Based on that information we can build dashboards and reports in PowerBI to monitor the import results, errors, record counts and so on.

Wrapping up

There are many tools, patterns and ways to build an automation solution for batch integrations with FinOps. There’s no right or wrong approach, we must find the most appropriate for each case.

In a cloud-first world, leverage the scalability, availability, security and out-of-box features provided by SaaS and PaaS solutions, and adopting a serverless and event-based architecture in a pay-per-use model are key components to consider for any integration scenario, allowing us to focus on our business solutions instead of creating the software stack needed to implement it.

11 thoughts on “Dynamics 365 FinOps: Batch import automation with Azure Functions, Business Events and PowerBI

  1. Great stuff Fabio!

    A small spelling mistake:
    In this post I’ll describe how to use Data Package API, Business Events and Azure Functions to build an event-based package import process automation.

    Could you elaborate a bit on your comment:
    But a key difference made me choose Azure Functions for this particular task: its event-based triggers, while Logic Apps works with polling-based triggers.

    From my understanding, you should be able to get a real time event based implementation from Blob inserts via Event Grid, so that you don’t have to implement a polling pattern in your Logic App. I acknowledge that there are other factors in your design that gains from being in an Azure Function vs. Logic App, but I feel that the comment about Logic App being a polling pattern is a bit simplistic.

    From the Storage Account you can actually configure a new Logic App via a wizard styled guide, where you configure the Storage Account connection and the Event Grid event, and then you will have an empty Logic App to start working from.

    Liked by 1 person

    1. Thanks Mötz, typo fixed. About the Logic Apps, yes, you’re right. There are many ways to design it and using Event Grid is one of them. But the comparison was between LA and Functions only, without add any additional tool in the picture. As the focus of the article is automate the DMF import process, I’ve tried to simplify the steps before (and after) as much as possible. I had Event Grid, Service Bus, LA and Cosmos DB as part of the initial end-to-end solution, but the article was getting way too long and boring.

      Maybe on next posts I can try to explore other specific scenarios… And, I must admit, my opinion is biased in favour of Functions as I love coding more than drag-n-drop boxes. 🙂

      Liked by 1 person

  2. I know all to well the struggle to keep things simple and easy, while exploring the options. I just wanted you make sure that your readers didn’t get a feeling that Logic App is a lesser tool, only supporting a polling pattern.
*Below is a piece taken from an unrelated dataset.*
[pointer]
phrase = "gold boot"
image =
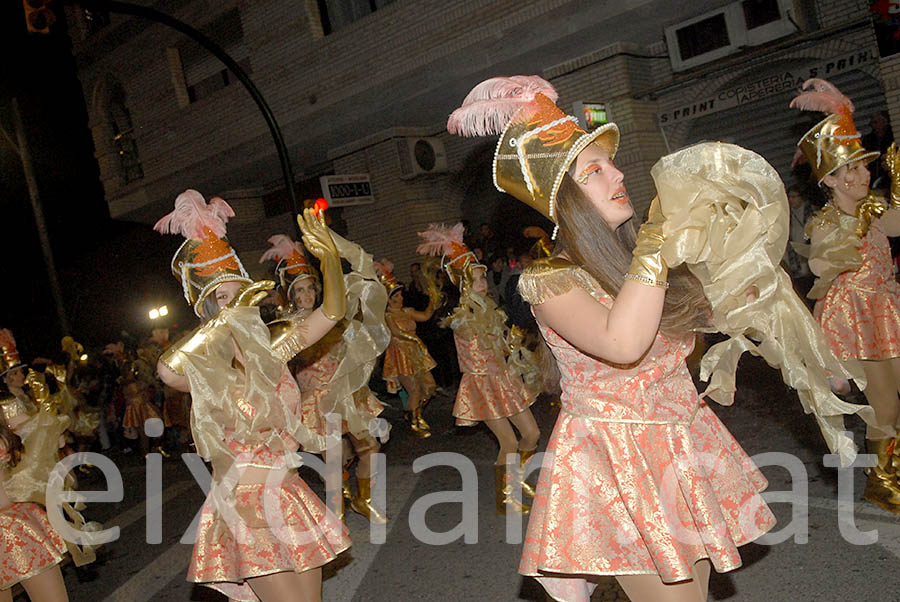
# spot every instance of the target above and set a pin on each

If they read the post, we can hope they read the comments and that way learn what other options they have.

    You should challenge yourself to blog about the other tools as well, to help your readers have a broader perspective and help them pick the right components. Even if you’re biased, and the post might conclude that the a Logic App isn’t the best fit, it will still prove valuable for the reader 😉


    1. That’s the point we probably disagree, Mötz. It’s not a wrong statement to say that Logic Apps by itself only supports a polling pattern. Unless you introduce Event Grid, adding extra costs and management effort that your client might not be willing to pay for.
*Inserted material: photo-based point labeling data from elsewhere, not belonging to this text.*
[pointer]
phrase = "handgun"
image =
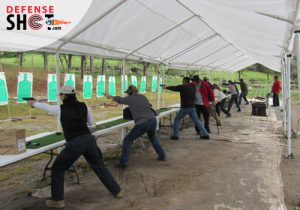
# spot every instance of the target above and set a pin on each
(28, 98)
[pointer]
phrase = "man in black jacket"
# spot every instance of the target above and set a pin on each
(187, 107)
(75, 118)
(145, 122)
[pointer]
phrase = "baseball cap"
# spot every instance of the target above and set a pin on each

      It’s also not a wrong statement to say it’s a lesser tool in several aspects comparing to Functions. It does offer a few advantages though, and it’s very common to have both in the same solution playing different roles. In the comparison I’ve mentioned the reasons why I chose Functions over LA for this case, not saying LA isn’t not valuable.
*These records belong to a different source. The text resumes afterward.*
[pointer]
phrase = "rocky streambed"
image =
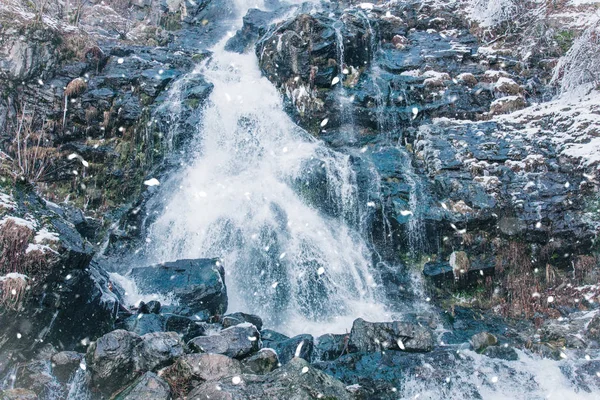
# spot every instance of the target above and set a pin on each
(401, 197)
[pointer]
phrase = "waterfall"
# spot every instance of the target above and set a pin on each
(246, 198)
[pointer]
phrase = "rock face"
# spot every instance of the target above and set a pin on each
(376, 336)
(198, 285)
(65, 363)
(191, 370)
(148, 386)
(483, 340)
(158, 349)
(261, 363)
(237, 341)
(69, 299)
(111, 361)
(296, 380)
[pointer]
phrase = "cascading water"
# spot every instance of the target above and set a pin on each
(245, 198)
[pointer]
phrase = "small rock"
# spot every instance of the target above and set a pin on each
(65, 363)
(329, 347)
(111, 360)
(287, 349)
(192, 369)
(18, 394)
(482, 340)
(501, 352)
(148, 386)
(396, 335)
(592, 331)
(261, 363)
(238, 318)
(186, 327)
(158, 349)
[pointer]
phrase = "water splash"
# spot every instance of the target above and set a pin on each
(285, 259)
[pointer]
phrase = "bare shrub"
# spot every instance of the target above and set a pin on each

      There’s no perfect tool or perfect pattern, and I believe the post conclusion addresses exactly that point. I wish I had more time to post more cases, too many challenges in my day already… Hope the readers check the comments. Good stuff, mate. 🙂


  3. Hi Fabio, great article..why would you use this method over ” export scenarios using DMF and Business Events” you posted in another blog post?


  4. Hi Fabio, great post. Why would you use this method over “DMF and Business Events” blog post you referenced earlier?